Préserver la paix religieuse; Votation du 29 novembre 2009 sur l'initiative contre les minarets

Berne, 15.10.2009 - L'initiative populaire "Contre la construction de minarets" est contraire aux droits de l'homme et met la paix religieuse en péril. Elle n'est pas un instrument approprié pour contrer l'extrémisme religieux et elle risque, à l'inverse, de servir la cause des fanatiques. Telle est la conviction exprimée par la conseillère fédérale Eveline Widmer Schlumpf lors de la conférence de presse qui s'est tenue jeudi à Berne. Le conseiller d'Etat neuchâtelois Jean Studer et le pasteur Thomas Wipf, président du Conseil suisse des religions, ont uni leurs voix à la sienne pour appeler les citoyens suisses à préserver la paix religieuse en rejetant l'initiative.

L'initiative populaire "Contre la construction de minarets" sera soumise au vote du peuple et des cantons le 29 novembre prochain. Comme l'a relevé la cheffe du Département fédéral de justice et police, une telle interdiction irait clairement à l'encontre de valeurs essentielles de l'Etat suisse et serait incompatible avec des droits et des principes fondamentaux inscrits dans la Constitution. La liberté de croyance ne protège pas, en effet, le seul droit de se forger, en son for intérieur, des convictions religieuses, mais aussi le droit de les manifester et, partant, de construire des édifices religieux.

L'interdiction souhaitée restreindrait la liberté de croyance, tout en instaurant une discrimination, car elle vise uniquement les musulmans de Suisse, tandis que les autres communautés pourraient continuer de construire des édifices religieux. Elle serait en outre contraire à des conventions internationales fondamentales en matière de droits de l'homme par lesquelles la Suisse est liée. L'initiative engendrerait ainsi de nouveaux problèmes sans en résoudre un seul.
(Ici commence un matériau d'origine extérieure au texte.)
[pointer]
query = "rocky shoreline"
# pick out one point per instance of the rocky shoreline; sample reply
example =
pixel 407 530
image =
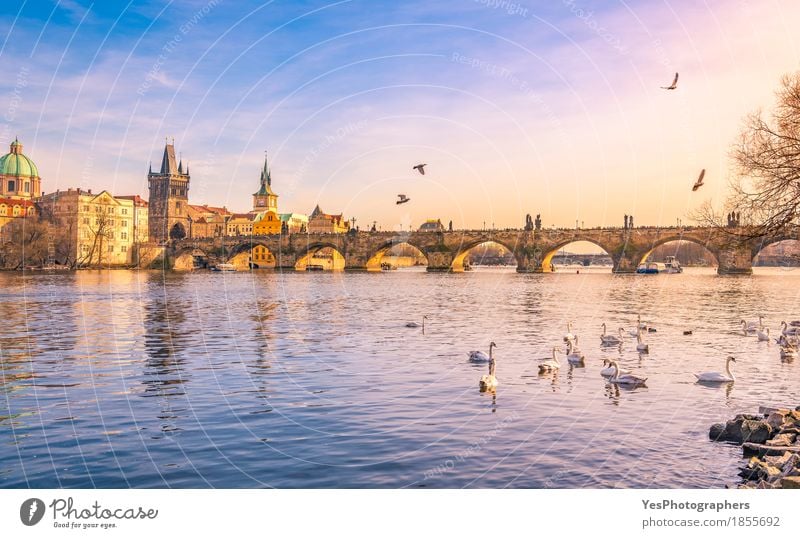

Eviter de remettre en cause l'acquis de la liberté confessionnelle

"Nous exigeons des musulmans qui vivent en Suisse qu'ils respectent en tous points nos lois et notre ordre social", a rappelé la ministre de la justice. Nul ne peut se prévaloir de préceptes religieux pour se soustraire à des obligations ou contourner des interdictions prescrites par le droit suisse. "Si nous exigeons cela des musulmans, nous devons en contrepartie leur accorder le même traitement qu'aux autres habitants du pays en matière de liberté de croyance et ne pas les discriminer dans la pratique de leur religion", a-t-elle revendiqué, ajoutant que c'était là l'essence même de la liberté confessionnelle sur laquelle repose la paix religieuse, un acquis que nul n'a le droit de remettre en cause de manière irresponsable.

La conseillère fédérale, soulignant que la très grande majorité des musulmans de Suisse acceptaient sans réserve ses lois et son ordre social, a rappelé que la Confédération et les cantons disposaient de moyens efficaces pour lutter contre les extrémistes islamistes. La loi fédérale instituant des mesures visant au maintien de la sûreté intérieure dote la Confédération des outils requis pour détecter précocement les dangers. Les autorités ont également la possibilité de renvoyer les personnes étrangères qui ne respectent pas les lois ou de leur refuser d'emblée l'entrée sur le territoire. L'interdiction de construire des minarets ne saurait mettre un terme au fanatisme religieux; elle risquerait au contraire de servir sa cause.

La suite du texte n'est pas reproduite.